Cathy MacDonald, the librarian responsible for mobile services, says recent questions from people about the fate of South Shore Public Libraries’ bookmobile probably arose from the ending of Halifax Public Libraries’ mobile service in the spring of 2011.
“The bookmobile service is not in jeopardy on the South Shore. If anything, it’s entrenched,” says MacDonald.
“The bookmobile is the second highest circulating outlet we have.”
This means of the five outlets – Bridgewater, Liverpool, Lunenburg, Greenfield and the mobile – the bookmobile has the second highest circulation after Bridgewater, she says.
There’s been a 13 per cent increase over last year’s circulation.

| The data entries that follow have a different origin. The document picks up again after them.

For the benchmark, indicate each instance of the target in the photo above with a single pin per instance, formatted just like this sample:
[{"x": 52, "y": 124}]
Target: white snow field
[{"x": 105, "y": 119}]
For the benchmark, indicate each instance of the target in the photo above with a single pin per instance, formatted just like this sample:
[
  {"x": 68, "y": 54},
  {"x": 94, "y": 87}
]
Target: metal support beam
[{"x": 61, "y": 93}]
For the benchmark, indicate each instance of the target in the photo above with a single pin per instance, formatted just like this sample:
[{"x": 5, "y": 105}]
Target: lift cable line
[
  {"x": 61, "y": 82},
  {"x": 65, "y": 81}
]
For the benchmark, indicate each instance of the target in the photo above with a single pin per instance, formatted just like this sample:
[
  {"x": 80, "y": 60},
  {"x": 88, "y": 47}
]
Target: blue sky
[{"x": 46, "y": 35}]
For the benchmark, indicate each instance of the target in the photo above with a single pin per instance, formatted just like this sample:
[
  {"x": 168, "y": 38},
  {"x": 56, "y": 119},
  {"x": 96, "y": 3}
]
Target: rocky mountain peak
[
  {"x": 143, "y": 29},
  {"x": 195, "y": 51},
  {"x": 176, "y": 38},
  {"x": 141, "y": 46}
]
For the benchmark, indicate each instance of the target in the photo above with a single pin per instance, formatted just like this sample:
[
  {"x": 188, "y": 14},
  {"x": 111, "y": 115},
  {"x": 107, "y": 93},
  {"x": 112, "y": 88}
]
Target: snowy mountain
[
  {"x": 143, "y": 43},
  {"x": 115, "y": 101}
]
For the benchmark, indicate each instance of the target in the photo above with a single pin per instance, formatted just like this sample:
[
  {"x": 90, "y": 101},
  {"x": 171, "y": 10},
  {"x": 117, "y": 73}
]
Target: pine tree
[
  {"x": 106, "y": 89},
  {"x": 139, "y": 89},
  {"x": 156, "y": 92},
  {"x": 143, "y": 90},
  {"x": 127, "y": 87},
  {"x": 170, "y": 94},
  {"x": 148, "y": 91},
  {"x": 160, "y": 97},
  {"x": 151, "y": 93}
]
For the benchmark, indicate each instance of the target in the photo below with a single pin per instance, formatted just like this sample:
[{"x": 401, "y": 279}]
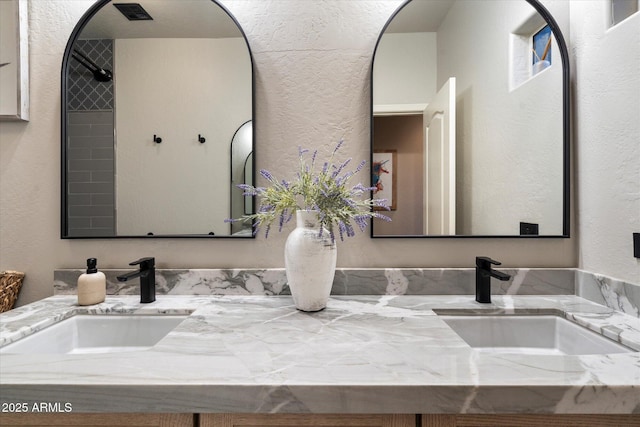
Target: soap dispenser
[{"x": 92, "y": 285}]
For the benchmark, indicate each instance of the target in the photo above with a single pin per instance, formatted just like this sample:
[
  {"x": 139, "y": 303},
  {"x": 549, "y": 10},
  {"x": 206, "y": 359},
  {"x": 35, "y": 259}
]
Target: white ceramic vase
[{"x": 310, "y": 262}]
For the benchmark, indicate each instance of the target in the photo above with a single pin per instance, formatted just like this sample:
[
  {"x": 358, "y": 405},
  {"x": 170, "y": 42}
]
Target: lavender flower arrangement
[{"x": 326, "y": 191}]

The vehicle has circulated more than 65,000 items, adds MacDonald.
While for some it may be just a bus, MacDonald says the bookmobile is vital to communities.

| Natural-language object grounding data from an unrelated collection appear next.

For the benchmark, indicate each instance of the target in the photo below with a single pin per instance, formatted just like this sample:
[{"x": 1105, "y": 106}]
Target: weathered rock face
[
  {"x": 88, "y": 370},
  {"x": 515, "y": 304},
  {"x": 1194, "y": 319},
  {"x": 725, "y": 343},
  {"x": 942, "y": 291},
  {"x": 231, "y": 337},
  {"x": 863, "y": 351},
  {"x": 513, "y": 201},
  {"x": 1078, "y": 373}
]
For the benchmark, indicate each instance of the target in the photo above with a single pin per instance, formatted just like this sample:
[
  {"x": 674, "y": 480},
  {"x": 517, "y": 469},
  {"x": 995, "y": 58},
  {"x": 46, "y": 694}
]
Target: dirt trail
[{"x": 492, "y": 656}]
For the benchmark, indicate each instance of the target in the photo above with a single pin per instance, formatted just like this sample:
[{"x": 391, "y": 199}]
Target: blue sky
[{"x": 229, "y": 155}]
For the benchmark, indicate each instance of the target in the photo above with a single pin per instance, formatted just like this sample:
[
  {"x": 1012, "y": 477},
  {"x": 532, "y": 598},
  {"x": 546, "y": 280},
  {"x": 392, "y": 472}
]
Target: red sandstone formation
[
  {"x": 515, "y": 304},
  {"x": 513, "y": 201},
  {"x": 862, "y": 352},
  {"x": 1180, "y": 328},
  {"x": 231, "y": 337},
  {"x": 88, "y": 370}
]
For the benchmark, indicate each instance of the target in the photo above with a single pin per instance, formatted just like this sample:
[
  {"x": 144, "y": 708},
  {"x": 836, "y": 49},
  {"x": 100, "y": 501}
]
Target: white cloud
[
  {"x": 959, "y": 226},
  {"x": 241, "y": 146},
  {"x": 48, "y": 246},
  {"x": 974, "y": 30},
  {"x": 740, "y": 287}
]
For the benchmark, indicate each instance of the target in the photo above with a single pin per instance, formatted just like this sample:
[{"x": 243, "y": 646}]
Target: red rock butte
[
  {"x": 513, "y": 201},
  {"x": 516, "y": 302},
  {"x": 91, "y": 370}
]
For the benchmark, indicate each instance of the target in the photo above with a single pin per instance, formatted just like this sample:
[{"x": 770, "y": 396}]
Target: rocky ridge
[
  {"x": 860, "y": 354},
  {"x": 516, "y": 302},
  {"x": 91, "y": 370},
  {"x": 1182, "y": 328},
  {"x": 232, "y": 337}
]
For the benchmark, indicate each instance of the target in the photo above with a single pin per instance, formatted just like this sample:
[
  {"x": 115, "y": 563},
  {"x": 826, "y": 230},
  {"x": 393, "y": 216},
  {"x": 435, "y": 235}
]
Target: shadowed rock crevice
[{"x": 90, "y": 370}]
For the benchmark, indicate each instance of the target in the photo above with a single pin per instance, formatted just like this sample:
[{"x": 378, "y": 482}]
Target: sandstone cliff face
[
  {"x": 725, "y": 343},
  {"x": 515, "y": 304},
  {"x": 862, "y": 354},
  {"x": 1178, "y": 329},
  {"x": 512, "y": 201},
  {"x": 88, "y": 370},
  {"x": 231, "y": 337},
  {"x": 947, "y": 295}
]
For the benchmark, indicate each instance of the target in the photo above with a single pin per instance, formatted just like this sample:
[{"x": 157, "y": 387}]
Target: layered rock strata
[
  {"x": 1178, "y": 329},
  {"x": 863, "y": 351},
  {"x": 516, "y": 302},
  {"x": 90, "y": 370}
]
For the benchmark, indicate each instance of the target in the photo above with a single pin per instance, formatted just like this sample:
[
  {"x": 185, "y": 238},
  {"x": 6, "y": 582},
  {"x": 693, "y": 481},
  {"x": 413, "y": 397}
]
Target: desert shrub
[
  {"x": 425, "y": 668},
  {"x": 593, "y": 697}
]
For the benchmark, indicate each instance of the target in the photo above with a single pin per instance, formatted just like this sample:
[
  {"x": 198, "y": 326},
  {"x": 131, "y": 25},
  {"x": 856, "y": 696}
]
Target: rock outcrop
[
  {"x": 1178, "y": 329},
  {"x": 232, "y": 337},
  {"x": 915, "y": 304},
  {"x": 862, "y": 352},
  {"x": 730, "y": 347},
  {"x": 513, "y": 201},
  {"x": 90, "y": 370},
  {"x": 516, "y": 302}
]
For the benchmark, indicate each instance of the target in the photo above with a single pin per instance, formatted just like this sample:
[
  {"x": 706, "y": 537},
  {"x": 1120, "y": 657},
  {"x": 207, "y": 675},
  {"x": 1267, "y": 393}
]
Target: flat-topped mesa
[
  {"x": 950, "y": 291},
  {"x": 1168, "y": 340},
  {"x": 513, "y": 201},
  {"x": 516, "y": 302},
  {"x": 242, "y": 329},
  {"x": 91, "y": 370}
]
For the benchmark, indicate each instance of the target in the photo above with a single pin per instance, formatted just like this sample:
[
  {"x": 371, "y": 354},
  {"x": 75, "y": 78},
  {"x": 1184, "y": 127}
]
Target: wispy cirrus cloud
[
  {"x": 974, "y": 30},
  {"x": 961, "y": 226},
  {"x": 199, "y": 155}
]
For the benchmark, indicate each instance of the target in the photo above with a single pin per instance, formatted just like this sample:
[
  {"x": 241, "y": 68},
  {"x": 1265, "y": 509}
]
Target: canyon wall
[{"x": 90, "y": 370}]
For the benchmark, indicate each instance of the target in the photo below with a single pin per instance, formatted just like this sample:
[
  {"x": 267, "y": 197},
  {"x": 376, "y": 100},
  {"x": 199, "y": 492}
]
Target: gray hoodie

Watching people gather and converse in the bookmobile parked in a lot overlooking Mahone Bay, the vitality is almost contagious.
Madill jokes and chats with patrons as they wander the aisle to browse the books. Mahone Bay resident Graham Duncan is one of those people who take weekly trips to the mobile library.
“Crystal (Madill) knows who we are,” says Duncan. “She knows the sorts of things that we read, and she says, ‘You might want to try this.’ It’s a very personal service,” says Duncan.
He adds he wouldn’t miss his weekly visit.
Another regular bookmobile user standing at the counter directs a question to Madill: “Do you have anything that Michael would want to read this week?”
“Of course I do,” responds Madill, who has been working for South Shore Public Libraries for more than 20 years.
MacDonald says it’s one of the few services that go into communities.
“We’re a community gathering place now,” she says. “When people come to the bookmobile, they see their neighbours, they find out about new books. It’s becoming a gathering place.”
The bookmobile that serves Queens and Lunenburg Counties goes to more than 20 communities. Some regions see the bus weekly, while others see it every three weeks. Stops vary in length of time, but may be anywhere from two to five hours, says MacDonald.
Two other regions, Annapolis and Cape Breton, also have bookmobiles.
Madill reemphasizes the fact the bookmobile is so much more than books.
“Not only are we here for the wonderful books, but we are the bulletin board for the community,” she says.